There is much interest in potentially using an OODBMS to store and manage the data on tertiary storage. The attraction in that is that C++ codes interact with this system, and have the flexibility to organize data (including clustering of objects) as is best for the analysis codes. In particular, the OODBMS Objectivity was chosen to be interfaced to HPSS, an approach that BABAR and other projects are pursuing.

There are several open issues with this approach. Essentially, it is necessary to have Objectivity perform all the functions currently planned for the storage manager. Below are the specifics.

So far, there are only plans for interfacing Objectivity to HPSS on the file level. That is, Objectivity will identify if a file is on tape, and if so will cache it to disk.
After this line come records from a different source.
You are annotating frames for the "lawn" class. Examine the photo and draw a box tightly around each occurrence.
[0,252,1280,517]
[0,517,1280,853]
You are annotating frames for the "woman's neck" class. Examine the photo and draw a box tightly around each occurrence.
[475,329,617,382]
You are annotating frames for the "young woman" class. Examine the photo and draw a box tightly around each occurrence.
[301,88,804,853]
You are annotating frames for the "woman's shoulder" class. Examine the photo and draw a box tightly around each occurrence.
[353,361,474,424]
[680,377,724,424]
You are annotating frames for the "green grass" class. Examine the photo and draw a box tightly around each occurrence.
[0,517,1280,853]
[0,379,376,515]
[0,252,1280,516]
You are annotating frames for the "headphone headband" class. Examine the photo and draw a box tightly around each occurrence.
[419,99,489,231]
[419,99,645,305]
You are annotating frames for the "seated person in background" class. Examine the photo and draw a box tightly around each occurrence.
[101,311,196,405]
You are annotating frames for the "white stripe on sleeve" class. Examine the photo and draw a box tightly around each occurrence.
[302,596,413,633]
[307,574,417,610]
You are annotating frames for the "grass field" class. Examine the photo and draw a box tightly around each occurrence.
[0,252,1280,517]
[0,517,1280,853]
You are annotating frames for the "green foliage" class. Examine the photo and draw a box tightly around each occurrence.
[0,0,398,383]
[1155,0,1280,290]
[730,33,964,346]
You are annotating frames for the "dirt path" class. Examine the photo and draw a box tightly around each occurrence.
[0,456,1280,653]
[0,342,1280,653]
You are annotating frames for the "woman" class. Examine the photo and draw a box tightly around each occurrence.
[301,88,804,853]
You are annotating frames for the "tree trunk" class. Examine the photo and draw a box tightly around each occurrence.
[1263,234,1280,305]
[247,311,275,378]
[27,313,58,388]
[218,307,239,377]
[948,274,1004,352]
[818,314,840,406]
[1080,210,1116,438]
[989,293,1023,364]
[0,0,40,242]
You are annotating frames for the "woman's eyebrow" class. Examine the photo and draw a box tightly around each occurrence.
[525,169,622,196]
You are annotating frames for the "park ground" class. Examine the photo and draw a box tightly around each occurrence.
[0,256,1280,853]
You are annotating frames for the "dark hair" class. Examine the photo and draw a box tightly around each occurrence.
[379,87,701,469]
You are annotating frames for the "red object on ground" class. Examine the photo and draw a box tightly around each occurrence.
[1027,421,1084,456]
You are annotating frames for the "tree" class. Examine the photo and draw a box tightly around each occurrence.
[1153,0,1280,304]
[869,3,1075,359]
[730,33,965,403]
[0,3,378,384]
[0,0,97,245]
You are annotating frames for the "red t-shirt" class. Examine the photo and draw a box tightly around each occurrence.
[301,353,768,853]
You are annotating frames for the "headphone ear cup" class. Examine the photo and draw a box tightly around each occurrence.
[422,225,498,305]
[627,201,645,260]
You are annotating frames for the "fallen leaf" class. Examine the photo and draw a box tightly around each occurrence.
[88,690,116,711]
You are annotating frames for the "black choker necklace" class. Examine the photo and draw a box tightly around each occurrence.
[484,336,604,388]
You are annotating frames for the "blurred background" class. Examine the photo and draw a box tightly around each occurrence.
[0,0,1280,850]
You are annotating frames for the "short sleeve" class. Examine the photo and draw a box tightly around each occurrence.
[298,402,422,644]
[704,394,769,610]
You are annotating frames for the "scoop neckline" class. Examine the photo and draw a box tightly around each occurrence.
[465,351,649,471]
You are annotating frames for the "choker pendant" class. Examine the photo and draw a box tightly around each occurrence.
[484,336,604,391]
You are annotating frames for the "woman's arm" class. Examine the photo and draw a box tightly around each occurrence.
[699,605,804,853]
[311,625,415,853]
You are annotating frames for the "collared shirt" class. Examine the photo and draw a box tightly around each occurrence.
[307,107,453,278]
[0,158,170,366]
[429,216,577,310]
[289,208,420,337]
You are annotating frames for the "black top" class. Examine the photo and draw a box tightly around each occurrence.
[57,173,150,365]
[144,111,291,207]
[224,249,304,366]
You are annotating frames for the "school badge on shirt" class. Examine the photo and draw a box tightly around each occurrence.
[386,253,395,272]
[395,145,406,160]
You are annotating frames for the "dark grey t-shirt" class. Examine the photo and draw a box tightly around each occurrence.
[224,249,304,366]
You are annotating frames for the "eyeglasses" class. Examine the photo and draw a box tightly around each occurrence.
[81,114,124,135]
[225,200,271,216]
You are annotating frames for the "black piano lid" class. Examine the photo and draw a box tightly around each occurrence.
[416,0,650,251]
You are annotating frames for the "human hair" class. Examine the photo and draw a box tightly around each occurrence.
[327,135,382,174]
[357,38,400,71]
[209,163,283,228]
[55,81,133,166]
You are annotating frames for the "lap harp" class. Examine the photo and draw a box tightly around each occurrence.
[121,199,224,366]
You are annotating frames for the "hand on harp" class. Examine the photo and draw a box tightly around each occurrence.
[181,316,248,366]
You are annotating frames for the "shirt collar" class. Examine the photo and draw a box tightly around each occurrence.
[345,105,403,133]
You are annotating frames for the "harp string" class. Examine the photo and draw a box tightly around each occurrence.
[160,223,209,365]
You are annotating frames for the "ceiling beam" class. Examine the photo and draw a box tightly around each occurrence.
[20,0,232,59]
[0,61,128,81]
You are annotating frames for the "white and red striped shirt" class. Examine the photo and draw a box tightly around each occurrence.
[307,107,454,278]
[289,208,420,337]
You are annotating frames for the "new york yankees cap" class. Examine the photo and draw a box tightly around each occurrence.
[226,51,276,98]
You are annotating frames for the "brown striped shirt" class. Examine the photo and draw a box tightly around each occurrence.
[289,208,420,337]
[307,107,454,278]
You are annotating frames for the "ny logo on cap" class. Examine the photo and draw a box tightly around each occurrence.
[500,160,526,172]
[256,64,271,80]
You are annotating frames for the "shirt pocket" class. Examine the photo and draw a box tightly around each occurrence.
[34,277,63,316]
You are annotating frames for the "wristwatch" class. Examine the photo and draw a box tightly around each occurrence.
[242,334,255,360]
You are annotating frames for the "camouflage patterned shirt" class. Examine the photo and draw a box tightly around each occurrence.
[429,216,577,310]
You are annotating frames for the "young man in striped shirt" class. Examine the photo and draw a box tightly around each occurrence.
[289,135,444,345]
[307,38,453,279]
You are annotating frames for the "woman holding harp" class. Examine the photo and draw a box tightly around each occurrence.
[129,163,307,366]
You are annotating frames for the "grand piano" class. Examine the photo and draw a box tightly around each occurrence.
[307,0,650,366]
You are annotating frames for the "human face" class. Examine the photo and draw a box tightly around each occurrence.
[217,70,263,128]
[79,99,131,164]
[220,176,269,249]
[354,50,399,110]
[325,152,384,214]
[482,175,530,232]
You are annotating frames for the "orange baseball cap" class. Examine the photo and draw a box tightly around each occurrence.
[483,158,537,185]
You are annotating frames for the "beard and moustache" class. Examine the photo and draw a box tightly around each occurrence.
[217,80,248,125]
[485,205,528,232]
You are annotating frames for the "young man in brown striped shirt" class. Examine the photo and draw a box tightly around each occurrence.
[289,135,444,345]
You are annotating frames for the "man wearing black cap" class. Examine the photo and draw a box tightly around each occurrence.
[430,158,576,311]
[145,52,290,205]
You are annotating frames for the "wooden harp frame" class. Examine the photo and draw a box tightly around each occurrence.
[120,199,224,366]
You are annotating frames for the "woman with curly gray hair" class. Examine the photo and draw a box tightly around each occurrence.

There are no plans to provide information for the data organization and clustering on tapes to optimize usage. Thus, this function of the storage manager will have to be provided by the system. In preliminary discussions, it was suggested that perhaps this could be provided by using the "container" capability in Objectivity.
Objectivity will have to provide an efficient index to support the "exploration phase" where estimates on the size of the data as well as time to cache the data are provided.
The number of object ID necessary for this application is in the order of 10¹¹. Currently, objectivity cannot support that.
Since the data will be managed by Objectivity, it is necessary to load all the data into it. There are no estimates at this time of the cost of loading TBs of data tabular formats into Objectivity.
Objectivity will have to provide cache management. It will have to either develop this capability or incorporate the methods which optimize access for event data.
Data stored in Objectivity will have to be converted to table formats for legacy codes to work. It is unknown how expensive this process is.
The cache supported by objectivity will have to be highly parallel. It could be either managed by HPSS, or directly by Objectivity outside of HPSS. If so, the question of whether Objectivity will provide moving of data to an external disk cache (such as DPSS) is still open. In that case how would objectivity interact with an external disk cache to run the C++ analysis programs is not resolved. An alternative is for Objectivity to use a parallel disk cache which it controls. Whether this is feasible is also an open question at this time.

Change log:

14 Oct 1997, remove a reference to add more material. D.O.